Il segretario della Fit-Cisl Deliperi: Ambiente Italia non fa più manutenzione, tra rischi e disservizi

SASSARI. «Diventa ogni giorno più insostenibile la situazione del cantiere di Ambiente Italia, a Funtana di lu Colbu, la dirigenza aziendale pare interessarsi solo al proprio tornaconto, tralasciando un’organizzazione del lavoro degna di questo nome, i lavoratori ne fanno le spese». A fare la dura denuncia il segretario generale della Fit Cisl di Sassari, Giuliano Deliperi. «Da tempo ormai – argomenta il sindacalista – le manutenzione del parco macchine pare essere solo un ricordo, è evidente che con l’avvicinarsi della scadenza dell’appalto si pensi a far cassa, andando a risparmiare ove possibile. La filosofia del tirare a campare fino alla scadenza dell’appalto si traduce nella scarsità dei mezzi a disposizione e della quasi assenza delle manutenzioni, risparmio prima di tutto».

«E’ sufficiente dare uno sguardo all’officina, adiacente allo sfasciacarrozze Tavoni – attacca – sembrerebbe una estensione di quest’ultimo, peccato che i mezzi fermi nell’officina (Uni Trans, stessa proprietà di Econord e Ambiente Italia) andrebbero riparati con celerità e rimessi in servizio. Tale scelta porta inevitabili conseguenze sullo svolgimento dei servizi, con danni alla città che paga un oneroso canone e dei turni degli operatori, costretti a lasciare il servizio a metà per poter “passare” i mezzi ai colleghi durante la giornata».

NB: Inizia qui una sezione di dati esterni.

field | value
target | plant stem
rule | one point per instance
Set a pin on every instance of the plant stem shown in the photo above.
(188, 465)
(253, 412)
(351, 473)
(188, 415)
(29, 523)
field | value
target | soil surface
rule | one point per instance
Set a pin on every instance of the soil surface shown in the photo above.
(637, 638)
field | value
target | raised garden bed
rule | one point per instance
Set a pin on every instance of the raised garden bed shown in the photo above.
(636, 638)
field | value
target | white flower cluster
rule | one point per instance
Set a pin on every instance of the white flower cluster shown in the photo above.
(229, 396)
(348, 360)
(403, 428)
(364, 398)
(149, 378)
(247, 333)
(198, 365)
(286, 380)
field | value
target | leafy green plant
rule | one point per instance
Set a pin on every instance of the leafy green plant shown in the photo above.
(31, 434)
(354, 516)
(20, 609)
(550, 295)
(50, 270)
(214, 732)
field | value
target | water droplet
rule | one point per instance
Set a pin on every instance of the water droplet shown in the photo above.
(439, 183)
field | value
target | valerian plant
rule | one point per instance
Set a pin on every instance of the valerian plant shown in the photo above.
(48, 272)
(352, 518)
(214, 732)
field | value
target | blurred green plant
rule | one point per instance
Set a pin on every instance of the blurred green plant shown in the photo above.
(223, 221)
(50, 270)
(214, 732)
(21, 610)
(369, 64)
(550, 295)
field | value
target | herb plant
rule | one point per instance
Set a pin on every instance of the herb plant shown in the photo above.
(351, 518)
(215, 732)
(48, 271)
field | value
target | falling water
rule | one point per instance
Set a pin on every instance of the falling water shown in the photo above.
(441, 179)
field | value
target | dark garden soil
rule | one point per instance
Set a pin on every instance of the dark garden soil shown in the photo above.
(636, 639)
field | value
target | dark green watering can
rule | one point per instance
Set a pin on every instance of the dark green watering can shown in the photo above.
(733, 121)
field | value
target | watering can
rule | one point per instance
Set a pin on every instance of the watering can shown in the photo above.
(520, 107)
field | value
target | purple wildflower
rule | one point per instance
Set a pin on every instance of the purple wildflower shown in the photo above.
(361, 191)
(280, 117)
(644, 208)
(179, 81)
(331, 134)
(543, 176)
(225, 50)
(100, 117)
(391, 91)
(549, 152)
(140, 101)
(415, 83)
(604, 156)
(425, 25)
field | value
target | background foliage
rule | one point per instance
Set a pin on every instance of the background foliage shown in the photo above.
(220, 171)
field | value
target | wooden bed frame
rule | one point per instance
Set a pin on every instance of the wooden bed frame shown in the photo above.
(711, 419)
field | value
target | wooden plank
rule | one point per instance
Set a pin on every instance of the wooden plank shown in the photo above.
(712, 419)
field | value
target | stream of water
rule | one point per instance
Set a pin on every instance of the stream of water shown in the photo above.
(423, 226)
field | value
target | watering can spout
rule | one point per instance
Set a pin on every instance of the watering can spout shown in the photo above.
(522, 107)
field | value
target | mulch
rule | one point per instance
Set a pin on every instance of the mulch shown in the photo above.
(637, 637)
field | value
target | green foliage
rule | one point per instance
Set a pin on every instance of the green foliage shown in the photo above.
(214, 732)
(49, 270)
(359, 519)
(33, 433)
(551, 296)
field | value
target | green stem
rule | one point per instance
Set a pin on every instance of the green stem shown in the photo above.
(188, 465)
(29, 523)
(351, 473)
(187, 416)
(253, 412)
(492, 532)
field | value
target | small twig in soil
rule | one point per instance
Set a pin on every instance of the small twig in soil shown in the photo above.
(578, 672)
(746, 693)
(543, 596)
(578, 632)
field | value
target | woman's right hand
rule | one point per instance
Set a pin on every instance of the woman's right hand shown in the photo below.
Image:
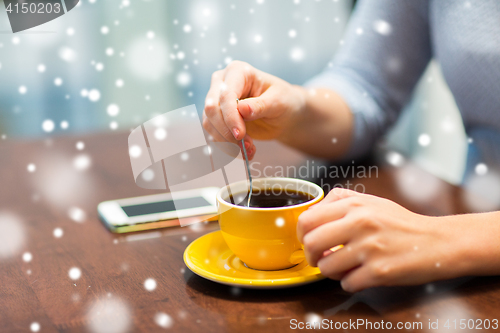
(265, 109)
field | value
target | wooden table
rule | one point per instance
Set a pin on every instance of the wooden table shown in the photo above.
(115, 267)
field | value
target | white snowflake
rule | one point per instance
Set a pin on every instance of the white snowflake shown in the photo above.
(58, 232)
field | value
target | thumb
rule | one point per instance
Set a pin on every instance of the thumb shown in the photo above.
(254, 108)
(336, 194)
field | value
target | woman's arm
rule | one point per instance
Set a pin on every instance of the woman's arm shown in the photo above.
(386, 244)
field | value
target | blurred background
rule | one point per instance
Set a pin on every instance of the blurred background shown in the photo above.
(111, 65)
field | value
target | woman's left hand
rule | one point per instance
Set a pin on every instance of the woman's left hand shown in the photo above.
(384, 243)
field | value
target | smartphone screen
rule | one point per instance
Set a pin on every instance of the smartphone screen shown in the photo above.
(164, 206)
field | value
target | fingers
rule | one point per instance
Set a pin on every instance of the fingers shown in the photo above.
(324, 213)
(257, 107)
(325, 237)
(217, 137)
(336, 265)
(337, 194)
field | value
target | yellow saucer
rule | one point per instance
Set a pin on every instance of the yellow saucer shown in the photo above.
(209, 257)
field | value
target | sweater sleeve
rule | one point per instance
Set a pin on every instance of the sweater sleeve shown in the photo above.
(385, 49)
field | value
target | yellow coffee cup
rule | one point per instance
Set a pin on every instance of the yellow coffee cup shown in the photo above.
(265, 238)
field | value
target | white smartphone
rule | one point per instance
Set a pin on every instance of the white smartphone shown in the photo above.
(158, 210)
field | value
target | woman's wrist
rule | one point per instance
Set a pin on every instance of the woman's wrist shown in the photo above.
(473, 247)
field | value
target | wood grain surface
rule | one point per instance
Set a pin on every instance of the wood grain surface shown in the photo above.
(110, 296)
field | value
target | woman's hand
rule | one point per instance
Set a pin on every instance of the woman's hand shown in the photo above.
(384, 243)
(267, 105)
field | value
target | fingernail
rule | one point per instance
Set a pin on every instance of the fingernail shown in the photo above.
(236, 132)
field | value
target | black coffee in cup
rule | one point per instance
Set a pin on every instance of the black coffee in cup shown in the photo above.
(271, 198)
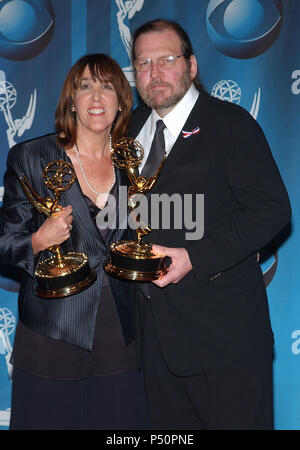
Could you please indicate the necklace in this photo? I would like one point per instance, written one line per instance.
(101, 196)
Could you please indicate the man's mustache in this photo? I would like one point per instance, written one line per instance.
(155, 83)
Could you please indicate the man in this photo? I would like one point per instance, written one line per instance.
(206, 335)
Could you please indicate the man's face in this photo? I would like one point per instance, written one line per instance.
(159, 88)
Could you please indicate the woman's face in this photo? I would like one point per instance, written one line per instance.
(96, 105)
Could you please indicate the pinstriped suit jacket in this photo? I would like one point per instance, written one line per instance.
(71, 319)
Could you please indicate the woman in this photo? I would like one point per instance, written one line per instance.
(74, 357)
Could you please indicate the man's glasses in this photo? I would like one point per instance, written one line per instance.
(164, 63)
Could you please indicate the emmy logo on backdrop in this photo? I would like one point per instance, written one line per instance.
(126, 11)
(62, 274)
(134, 260)
(8, 98)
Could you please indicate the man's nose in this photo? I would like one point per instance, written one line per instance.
(155, 69)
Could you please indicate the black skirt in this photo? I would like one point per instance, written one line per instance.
(113, 402)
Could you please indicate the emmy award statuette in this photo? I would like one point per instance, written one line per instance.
(60, 275)
(134, 260)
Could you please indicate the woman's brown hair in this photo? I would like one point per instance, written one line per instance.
(103, 68)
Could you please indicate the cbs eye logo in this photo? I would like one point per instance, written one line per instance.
(243, 28)
(26, 28)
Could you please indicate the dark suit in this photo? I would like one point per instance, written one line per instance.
(216, 318)
(71, 319)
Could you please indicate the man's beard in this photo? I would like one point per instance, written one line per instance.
(169, 101)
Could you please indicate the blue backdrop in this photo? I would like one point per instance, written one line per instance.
(247, 51)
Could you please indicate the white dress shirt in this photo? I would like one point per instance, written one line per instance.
(174, 122)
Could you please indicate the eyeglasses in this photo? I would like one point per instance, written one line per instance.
(164, 62)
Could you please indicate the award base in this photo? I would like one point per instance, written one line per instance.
(132, 261)
(72, 275)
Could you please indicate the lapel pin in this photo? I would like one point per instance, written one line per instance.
(186, 134)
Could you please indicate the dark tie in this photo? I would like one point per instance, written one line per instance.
(157, 151)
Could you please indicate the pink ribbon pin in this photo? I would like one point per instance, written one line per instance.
(186, 134)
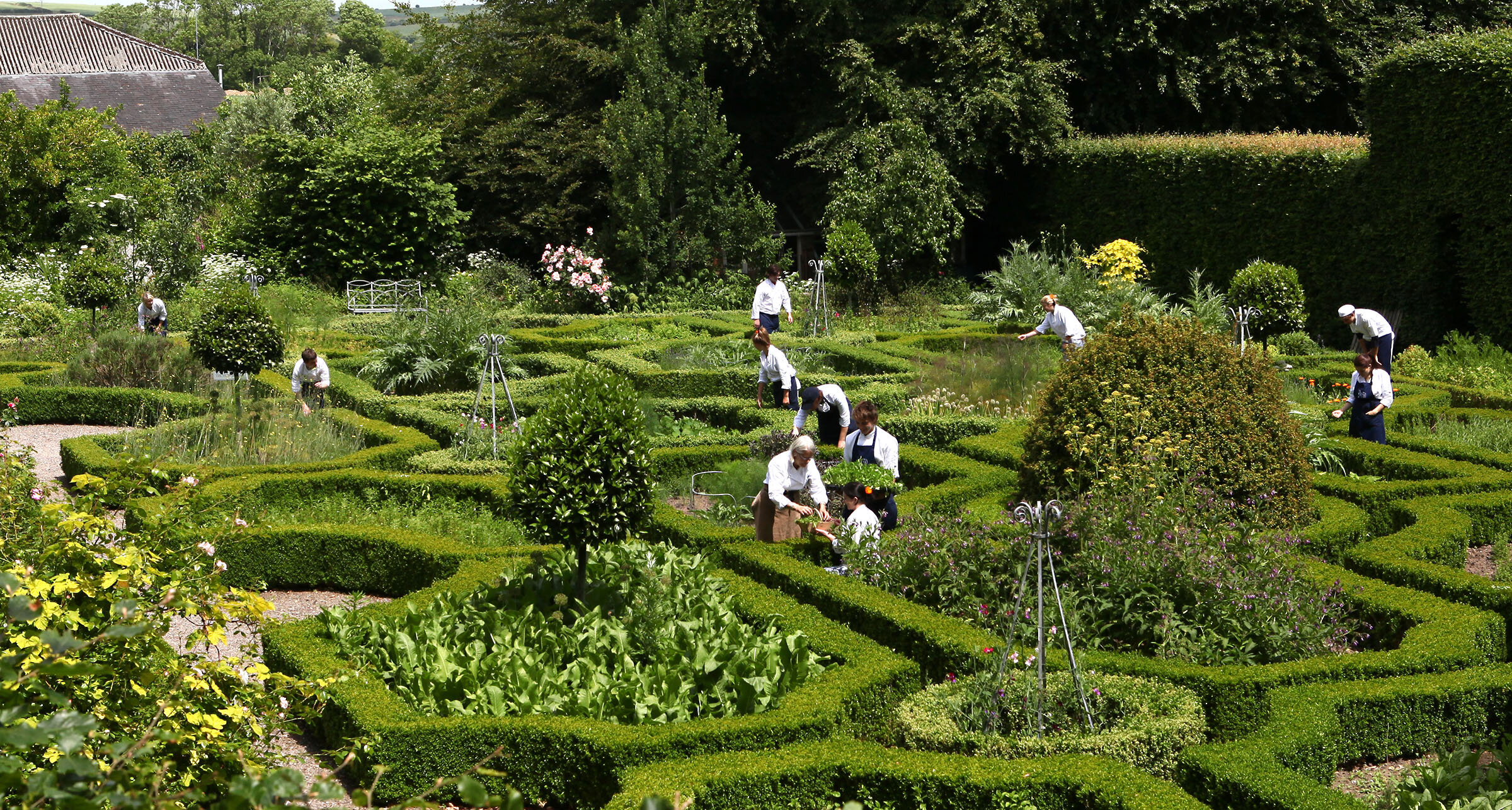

«Non è pensabile che questa situazione possa venir tollerata dall’assessorato competente – spiega Deliperi –. Più volte abbiamo segnalato il disagio: nessuna risposta, se non le rassicurazioni che era tutto sotto controllo. Poi si lamentano se i cassonetti non vengono lavati, ma tutto il mondo sa che le lavacassoni non funzionano a caldo da anni».

«Non ci siamo dimenticati – attacca Deliperi – di cosa sarebbe potuto accadere se la spazzatrice (assente di manutenzione) impazzita al Corso avesse incontrato lungo il suo percorso delle persone, evidentemente la lezione non è servita, il tentativo di addossare la responsabilità all’operatore è fallito miseramente, evidente che la responsabilità non era sua trattandosi di mezzo a trazione oleopneumatica; specie a motore spento non deve muoversi neppure di un centimetro». «Ci chiediamo se nell’ultimo periodo di questo appalto ci sia stata una riduzione del canone, tale da giustificare, almeno in parte, un comportamento aziendale mirato al risparmio o, come pensiamo, si tratti solo di portare a casa un’utile d’impresa più sostanzioso, magari pensando alla prossima gara che verrà».

«Pretendiamo sicurezza per gli operatori – attacca il sindacalista – e rispetto delle regole, il capitolato va rispettato in toto, come per il pagamento del canone, così pure con il numero e l’efficienza dei mezzi; non ci stancheremo di chiederlo, nell’interesse
degli operatori e della città. Considerato che le relazioni sindacali di quest’azienda lasciano molto a desiderare auspichiamo un tavolo con azienda e assessorato competente per trovare una soluzione, diversamente si prospetta un fine appalto all’insegna dei disservizi sempre maggiori».